Currently I am not aware of any scientifically based recommendations for levels of healthy body fat. There are empirical observations and actuarial tables/considerations, but there hasn't been a definitive "For a 30 year old Caucasian male, 8-15% body fat is ideal for health" studies out yet.
There was a study in 2000 that was published in the American Journal of Clinical Nutrition that attempted to lay some groundwork for this kind of evaluation, and they came up with some interesting formulae for body fat assessment, but it was left as very open ended and needing much more study.
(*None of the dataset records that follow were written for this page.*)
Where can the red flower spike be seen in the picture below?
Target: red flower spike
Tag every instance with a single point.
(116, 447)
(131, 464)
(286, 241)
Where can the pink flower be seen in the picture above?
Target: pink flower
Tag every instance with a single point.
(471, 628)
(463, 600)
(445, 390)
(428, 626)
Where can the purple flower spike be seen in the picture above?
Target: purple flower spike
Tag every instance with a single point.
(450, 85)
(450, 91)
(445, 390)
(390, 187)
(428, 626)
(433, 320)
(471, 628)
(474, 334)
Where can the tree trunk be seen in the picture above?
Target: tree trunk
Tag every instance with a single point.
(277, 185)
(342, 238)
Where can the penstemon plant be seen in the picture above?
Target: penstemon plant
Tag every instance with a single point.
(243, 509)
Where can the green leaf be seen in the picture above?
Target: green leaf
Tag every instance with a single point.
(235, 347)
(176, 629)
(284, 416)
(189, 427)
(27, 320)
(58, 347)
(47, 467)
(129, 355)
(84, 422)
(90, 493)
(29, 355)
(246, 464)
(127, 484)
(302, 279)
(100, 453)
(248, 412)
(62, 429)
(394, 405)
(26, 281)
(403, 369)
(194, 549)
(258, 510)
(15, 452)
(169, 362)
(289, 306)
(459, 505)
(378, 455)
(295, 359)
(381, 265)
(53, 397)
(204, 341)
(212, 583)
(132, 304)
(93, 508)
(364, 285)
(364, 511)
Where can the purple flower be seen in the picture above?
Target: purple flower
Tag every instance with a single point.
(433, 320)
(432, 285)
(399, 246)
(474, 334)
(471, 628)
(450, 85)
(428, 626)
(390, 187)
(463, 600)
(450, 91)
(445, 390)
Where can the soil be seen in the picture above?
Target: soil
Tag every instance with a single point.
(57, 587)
There is a chart available through the American Council on Exercise (ACE) that shows levels of fat for various categories of men and women, but it makes no distinction on age, merely on activity level.
Another pair of charts from Accufitness (Makers of body fat calipers) I like better, as it accounts for both age and sex, but makes no allowances for activity level.
If you look at BMI charts, anything below 18.5 is considered unhealthy, and anything over 25-30 (depending on chart) is trending towards the obese range. These are more statistical/actuarial tables than anything, however and have been around (largely unchanged) since inception in the early/mid 1800's.
As far as the measurement, there are three different types of fat, subcutaneous (under the skin), visceral (Around body organs) and intramuscular (In the muscles, like marbling on a steak). Bioelectric impedance (Such as the scale you mention) work by passing a low electric current through the body and measuring the resistance. These can have a +/- accuracy range of 3-10% depending on the model, and can be affected by hydration, time of day, wet skin, and other factors.
Skin calipers done by an experienced practitioner can have a variance as low as 3%, underwater weighing (Again done properly) can get below 3%, and the gold standard is a DXA scan that measures everything from bone density to total fat.
So far everyone agrees that too low or too high a weight is bad and carries risk of injury/illness/disease, but we haven't agreed yet on what is good for which population cohort.